After 34 years of silence, The Great Society is roaring back to life taking the stage on November 15 for a once-in-a-lifetime performance on the Shillong Cherry Blossom Festival stage.
The (almost) original line up of Lou Majaw, Rudy Wallang and Ferdy Dkhar are all there while long time admirer and renowned concert promoter, Keith Wallang will channel the spirit of Sam Shullai and Bert Cooper Kharshiing on drums.
This historic reunion is more than a concert; it’s a celebration of the icons who paved the way for the Shillong music scene to thrive.
Known for their unmatched passion and authentic sound, The Great Society became a household name, beloved across generations. These pioneers of Shillong’s vibrant music scene have inspired countless artists and music lovers across India and beyond.
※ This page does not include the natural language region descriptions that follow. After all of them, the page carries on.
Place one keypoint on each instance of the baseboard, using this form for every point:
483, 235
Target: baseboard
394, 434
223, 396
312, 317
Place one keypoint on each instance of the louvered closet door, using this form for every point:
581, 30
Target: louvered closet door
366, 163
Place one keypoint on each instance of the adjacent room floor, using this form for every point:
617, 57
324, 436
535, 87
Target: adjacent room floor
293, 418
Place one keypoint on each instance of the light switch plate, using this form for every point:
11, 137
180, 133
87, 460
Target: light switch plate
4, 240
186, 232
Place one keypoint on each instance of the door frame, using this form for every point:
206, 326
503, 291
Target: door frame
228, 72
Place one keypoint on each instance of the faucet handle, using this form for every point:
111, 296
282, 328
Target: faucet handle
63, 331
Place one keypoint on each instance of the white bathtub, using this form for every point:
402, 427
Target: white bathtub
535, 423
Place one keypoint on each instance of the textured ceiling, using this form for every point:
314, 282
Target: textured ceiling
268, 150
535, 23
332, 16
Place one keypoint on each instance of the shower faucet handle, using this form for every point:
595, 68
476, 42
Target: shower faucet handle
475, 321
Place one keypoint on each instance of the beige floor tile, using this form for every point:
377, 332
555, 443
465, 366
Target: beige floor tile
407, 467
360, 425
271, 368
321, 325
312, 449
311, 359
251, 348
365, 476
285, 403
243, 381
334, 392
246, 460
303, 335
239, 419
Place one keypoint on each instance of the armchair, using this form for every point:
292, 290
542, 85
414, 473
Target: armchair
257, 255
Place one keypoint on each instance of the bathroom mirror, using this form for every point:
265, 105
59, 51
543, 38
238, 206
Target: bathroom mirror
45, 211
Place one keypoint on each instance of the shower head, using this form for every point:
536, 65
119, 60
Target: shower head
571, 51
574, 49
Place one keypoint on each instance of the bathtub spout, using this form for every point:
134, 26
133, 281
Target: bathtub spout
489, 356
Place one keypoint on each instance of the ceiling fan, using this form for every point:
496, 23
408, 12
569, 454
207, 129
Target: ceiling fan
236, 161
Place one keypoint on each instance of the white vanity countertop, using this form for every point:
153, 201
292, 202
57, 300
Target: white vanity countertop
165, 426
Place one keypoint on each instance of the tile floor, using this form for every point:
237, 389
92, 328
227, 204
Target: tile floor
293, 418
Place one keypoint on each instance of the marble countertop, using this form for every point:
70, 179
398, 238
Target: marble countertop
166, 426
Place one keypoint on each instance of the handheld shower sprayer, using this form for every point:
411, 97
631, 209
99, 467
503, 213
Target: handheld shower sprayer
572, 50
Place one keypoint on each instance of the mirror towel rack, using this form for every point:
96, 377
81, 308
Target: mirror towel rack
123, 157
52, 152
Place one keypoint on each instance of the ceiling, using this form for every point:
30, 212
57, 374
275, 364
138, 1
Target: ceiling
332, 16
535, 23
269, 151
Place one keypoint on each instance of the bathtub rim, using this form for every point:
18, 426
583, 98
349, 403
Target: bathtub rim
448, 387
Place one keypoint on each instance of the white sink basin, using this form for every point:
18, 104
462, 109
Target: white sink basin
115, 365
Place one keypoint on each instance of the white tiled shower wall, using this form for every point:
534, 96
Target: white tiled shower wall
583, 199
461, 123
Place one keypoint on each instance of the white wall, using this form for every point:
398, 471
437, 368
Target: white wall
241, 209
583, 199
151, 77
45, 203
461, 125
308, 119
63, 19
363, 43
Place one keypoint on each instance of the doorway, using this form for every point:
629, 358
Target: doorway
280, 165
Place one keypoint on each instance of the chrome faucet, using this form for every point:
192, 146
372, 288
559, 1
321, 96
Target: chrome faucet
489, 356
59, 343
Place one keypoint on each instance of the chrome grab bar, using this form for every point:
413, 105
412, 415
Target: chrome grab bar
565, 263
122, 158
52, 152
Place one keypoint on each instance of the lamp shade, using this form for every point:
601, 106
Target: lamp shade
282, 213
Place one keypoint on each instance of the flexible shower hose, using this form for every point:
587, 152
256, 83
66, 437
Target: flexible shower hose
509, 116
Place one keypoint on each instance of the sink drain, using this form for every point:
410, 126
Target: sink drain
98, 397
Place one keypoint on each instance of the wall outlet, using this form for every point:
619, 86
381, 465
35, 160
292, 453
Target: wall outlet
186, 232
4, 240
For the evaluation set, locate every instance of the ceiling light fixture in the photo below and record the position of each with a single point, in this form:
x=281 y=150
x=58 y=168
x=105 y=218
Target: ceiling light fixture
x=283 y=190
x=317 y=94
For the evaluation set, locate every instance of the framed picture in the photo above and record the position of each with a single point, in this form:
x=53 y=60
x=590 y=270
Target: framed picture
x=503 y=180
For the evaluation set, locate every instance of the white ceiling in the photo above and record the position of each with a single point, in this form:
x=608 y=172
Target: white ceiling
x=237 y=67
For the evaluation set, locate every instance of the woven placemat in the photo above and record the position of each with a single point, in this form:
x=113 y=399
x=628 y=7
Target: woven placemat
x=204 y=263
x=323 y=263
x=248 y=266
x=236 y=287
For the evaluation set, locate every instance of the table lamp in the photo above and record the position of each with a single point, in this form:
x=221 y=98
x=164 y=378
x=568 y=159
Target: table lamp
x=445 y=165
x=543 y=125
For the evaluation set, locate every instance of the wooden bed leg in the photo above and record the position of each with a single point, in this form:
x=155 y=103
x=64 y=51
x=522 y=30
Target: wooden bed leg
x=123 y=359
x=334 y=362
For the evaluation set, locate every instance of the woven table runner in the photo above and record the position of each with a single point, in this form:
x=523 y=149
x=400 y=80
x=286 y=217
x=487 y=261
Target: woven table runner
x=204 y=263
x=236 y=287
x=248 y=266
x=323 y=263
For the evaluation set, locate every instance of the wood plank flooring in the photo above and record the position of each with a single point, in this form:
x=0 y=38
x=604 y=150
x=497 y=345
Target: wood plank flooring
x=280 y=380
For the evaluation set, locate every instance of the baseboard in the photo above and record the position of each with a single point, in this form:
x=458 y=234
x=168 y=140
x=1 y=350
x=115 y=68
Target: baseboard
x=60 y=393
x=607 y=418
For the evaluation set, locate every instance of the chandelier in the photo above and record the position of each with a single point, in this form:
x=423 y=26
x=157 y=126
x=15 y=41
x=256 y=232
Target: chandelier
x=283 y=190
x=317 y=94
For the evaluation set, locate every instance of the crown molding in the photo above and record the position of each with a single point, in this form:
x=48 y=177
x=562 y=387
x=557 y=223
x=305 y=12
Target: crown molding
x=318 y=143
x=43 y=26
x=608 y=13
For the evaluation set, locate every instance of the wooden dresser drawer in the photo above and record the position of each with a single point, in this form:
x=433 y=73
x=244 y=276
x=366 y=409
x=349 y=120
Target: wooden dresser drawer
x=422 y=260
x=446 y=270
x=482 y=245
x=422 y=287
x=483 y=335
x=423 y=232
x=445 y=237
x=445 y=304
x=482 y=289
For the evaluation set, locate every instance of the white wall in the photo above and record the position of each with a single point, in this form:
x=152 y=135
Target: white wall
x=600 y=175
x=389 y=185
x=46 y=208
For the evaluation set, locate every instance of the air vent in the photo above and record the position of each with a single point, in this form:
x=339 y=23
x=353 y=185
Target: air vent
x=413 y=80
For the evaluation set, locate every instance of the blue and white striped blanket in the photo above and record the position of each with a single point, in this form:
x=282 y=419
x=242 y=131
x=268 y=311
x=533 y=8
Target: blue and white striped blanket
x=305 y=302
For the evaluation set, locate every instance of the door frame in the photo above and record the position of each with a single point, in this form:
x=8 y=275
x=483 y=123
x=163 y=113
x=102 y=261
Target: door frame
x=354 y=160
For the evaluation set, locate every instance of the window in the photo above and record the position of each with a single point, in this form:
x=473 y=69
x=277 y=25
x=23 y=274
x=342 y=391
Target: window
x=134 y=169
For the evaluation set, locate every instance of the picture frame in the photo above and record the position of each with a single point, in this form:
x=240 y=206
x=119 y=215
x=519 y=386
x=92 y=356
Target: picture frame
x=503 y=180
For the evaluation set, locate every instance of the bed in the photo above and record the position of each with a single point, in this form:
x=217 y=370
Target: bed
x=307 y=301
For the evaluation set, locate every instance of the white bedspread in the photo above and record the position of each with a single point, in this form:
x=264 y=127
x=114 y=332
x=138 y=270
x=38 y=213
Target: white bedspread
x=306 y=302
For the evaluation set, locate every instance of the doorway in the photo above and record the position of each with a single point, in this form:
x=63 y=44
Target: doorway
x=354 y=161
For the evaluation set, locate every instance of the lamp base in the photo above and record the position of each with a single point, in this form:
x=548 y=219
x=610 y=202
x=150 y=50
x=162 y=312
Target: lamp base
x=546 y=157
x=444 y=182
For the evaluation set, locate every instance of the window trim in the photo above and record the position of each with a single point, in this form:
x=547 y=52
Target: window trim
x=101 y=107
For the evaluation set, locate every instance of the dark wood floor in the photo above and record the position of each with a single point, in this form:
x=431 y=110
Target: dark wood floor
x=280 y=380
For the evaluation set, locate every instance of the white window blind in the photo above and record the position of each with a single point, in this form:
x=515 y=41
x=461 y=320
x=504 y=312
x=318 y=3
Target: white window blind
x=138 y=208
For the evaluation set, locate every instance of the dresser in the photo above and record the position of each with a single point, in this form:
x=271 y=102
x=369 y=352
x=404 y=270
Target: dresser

From its beginnings in the 70s (1977), The Great Society has symbolised the passion and skill that this region has for western music and enhanced its standing as an assembly line that constantly and consistently produces skilled rock musicians.
Their bread and butter were community fetes; some hard earned as marathon gigs lasting from 3pm to 3am the next day and yet they always left something for themselves and became one of the first bands to organise their own annual concerts called ‘Euphoria’.
They personified the DIY ethos before the term itself was coined with not just independently releasing original music and organising their own concerts but by building their own sound system; improvising for speaker cabinets with tea chests and crates and sometimes lugging woofer, tweeter and box in jeep trailers and boats overcoming heat, cold, suspicion and skepticism. It is through this indomitable spirit of adventure, daring and invention and their commitment to musical excellence, against all odds, that The Great Society finds itself in that rarified strata of being ‘peerless’.
But this is no encomium to past glory because through the current achievements of its individual members, The Great Society has also shown itself to be a school of great learning. Lou Majaw, Rudy Wallang, Arjun Sen, and the late, great Sam Shullai could well be the ‘Fab Four’ of Indian rock and roll but the band has nurtured and inspired countless musicians and aspirations, some who have played for The Great Society and some who do what they do because the idea of The Great Society exists.